3 Months that Seem like 3 Years

It's been three months since the tropical monster Katrina hit our area. It feels like three years.

Since then we've seen incredible things, things that are just too amazing to understand by photo or by print. Those of you who have visited this area and have worked with us here in Slidell and New Orleans know what I mean. The level and intensity and broadness of the destruction that the Lord levied on this area is something you cannot communicate. It has to be witnessed firsthand.

We've seen God answer prayer almost instantaneously; even bringing to us under our feet a domesticated pet rat roaming in the very backyard of a boy who had recently prayed for a replacement to his drowned rat, Debbie. Provision under Providence is a faith builder and the Lord has shown us His sustaining grace each and every day as we labor.

This experience has shown us that for the most part, we play church and live complacently in our communities. Having your hand to the plow and feeling the pain of blisters and the sweat of hard benevolence work is a blessing that cannot be matched. We've met folks that we would never have met in our regular circles; people from all areas of our parish and from all kinds of families and religious backgrounds. We've come along side of them to help them both physically by clearing land and fixing homes and spiritually by bringing the Gospel of Christ to them and through prayer and encouragement.

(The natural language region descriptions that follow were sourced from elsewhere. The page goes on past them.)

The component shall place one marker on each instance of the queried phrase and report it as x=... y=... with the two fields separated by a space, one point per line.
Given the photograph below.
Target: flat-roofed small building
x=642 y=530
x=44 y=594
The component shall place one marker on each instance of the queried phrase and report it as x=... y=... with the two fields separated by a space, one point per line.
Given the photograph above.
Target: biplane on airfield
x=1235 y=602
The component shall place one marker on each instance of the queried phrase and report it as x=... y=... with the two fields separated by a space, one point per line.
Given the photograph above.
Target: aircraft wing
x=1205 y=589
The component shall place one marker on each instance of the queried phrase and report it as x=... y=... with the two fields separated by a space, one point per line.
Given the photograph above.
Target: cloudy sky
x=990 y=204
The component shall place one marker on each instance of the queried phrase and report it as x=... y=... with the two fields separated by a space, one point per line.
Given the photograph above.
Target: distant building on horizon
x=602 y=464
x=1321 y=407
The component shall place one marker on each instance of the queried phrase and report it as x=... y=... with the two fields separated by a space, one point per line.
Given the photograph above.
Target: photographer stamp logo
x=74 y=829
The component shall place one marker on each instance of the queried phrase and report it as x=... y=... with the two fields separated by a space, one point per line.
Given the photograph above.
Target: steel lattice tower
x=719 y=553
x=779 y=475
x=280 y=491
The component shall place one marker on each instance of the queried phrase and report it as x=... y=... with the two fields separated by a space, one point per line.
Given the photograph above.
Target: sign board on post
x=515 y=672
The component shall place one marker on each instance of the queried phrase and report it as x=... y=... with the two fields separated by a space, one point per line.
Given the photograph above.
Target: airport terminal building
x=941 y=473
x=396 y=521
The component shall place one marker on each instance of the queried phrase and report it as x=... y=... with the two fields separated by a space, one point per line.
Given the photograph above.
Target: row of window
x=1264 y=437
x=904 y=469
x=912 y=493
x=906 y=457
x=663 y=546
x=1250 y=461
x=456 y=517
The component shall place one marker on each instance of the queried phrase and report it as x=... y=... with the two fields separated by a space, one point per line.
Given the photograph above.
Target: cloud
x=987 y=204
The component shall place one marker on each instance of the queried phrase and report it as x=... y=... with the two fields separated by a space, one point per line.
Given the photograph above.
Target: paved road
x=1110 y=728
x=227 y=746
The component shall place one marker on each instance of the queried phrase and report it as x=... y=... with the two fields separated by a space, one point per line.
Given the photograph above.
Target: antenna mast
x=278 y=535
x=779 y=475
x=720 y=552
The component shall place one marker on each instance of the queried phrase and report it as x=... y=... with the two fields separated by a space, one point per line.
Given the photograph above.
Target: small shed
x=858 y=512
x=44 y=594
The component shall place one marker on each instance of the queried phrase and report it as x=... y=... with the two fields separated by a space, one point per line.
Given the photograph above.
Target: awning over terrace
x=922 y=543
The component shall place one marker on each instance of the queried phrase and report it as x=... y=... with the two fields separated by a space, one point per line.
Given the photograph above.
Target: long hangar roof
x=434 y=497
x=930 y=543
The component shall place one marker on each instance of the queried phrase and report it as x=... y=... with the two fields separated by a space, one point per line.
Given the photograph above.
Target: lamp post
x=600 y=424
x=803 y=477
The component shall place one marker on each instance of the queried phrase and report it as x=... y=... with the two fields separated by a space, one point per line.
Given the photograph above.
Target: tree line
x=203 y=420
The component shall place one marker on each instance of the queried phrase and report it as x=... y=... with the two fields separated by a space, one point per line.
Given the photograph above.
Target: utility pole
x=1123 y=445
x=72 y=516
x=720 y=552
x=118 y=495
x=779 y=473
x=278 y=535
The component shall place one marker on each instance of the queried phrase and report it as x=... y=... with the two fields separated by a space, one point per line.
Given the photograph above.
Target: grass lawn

Hope has become a theme made real. When you bring the Word of God to someone you bring hope. I've taught that, I've preached that, but now I am having the privilege of living it. I've done more evangelism in these three months than I have in the last three years. Driving to the store with a virtually homeless man while his four garbage bags full of stinky clothes are in your car filling it with a smell that you aren't sure will ever come out of your vehicle really stirs up your heart. I find myself right in the book of James not wanting to sit next to the smelly guy but wanting rather to have him stay in the back and be someone else's problem. Then the love of the Spirit that has been poured out into my heart engulfs me and I see myself as him and I am reminded in the newness of my mind that I, but for the grace of God, am just like him - Same humanity, different shell. O’ the mercy of God that He shows us who we are!



I’ve been asked how things are going here in Slidell and in the New Orleans area so let me make a few comments in an attempt to answer those inquiries.

  • You can drive for over 50 miles and not find one person home. Five to ten feet of flood water and high winds destroyed thousands and thousands of residences. They are still destroyed.

  • We had a 75 year old couple show up Thanksgiving evening to our church after we had fed about ten families for dinner. The husband has had a stroke leaving the left side of his body useless and they came to us because they’ve got nowhere to live at present. Housing continues to be a great need as FEMA moves at the pace of snail making mud pies in a bottle of molasses.

  • Not all businesses are open and the ones that are open have truncated hours. Walmart, for example, closes at 7pm. Many job opportunities abound, yet stores are still understaffed.

  • We are adding a 1200 sq foot annex building to our property as a result of the support of a few churches for the purpose of housing offices and a permanent relief center. Next storm season will be here sooner than most have recovered.

  • Currently 60% of our church building is still being used for clothes, food, and supplies.

  • We still need worker teams to come and aid in this long term relief effort.

  • God is still most wonderful amidst the debris.